Après la découverte des cyt P450 et de leur structure dans les années 50, les premiers modèles synthétiques sont apparus à la fin des années 70. L’objectif est alors de synthétiser des complexes modèles des sites actifs afin d’étudier la réactivité et produire des connaissances sur les mécanismes réactionnels de ces enzymes. Les complexes porphyriques de fer sont utilisés pour tenter de (i) reproduire les intermédiaires connus du cycle catalytique, (ii) reproduire l’activité d’oxydation de substrat organique des cyt P450.
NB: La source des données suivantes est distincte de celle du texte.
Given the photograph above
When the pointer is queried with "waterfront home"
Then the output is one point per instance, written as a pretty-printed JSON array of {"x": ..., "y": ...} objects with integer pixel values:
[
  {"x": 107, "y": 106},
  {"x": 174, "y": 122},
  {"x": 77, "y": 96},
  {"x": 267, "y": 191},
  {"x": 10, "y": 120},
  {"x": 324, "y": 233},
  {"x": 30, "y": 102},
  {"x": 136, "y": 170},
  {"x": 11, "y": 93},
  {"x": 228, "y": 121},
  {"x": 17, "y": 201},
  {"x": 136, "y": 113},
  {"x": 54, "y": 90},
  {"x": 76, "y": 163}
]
Les premières porphyrines pentacoordinées comportant un ligand axial thiolate ont été obtenues en 1975 par Collman et Holm.46,47 Les caractéristiques spectrales (UV-Vis, RPE) obtenues avec ces complexes de type [Fe(P)(SR)] (SR groupement thiolate) sont très proches de celles enregistrées pour l’état Fe(III)SH pentacoordiné du cycle catalytique du cyt P450 (figure I-5) et constituent de bons modèles du site actif de l’enzyme.48

Figure I-9 : Porphyrines de Fer majoritairement utilisées comme modèle moléculaire des CytP450.(a) Structure de la protoporphyrin IX avec R1 CH=CH2 , R2 CH3 et R3 (CH2)2-COOH. (b) Structure de 5,10,15,20-tétraphénylporphyrine de Fer ,Fe(TPP) ; avec Ar groupement aryl.

Les premières études de réactivité des porphyrines de fer vis-à-vis de O2 sont réalisées dans le contexte de l’étude de transporteurs de O2, modèle de l’enzyme myoglobine. Il est alors montré que les porphyrines de Fe (II) peuvent réagir de façon réversible avec O2 (réaction 1.6)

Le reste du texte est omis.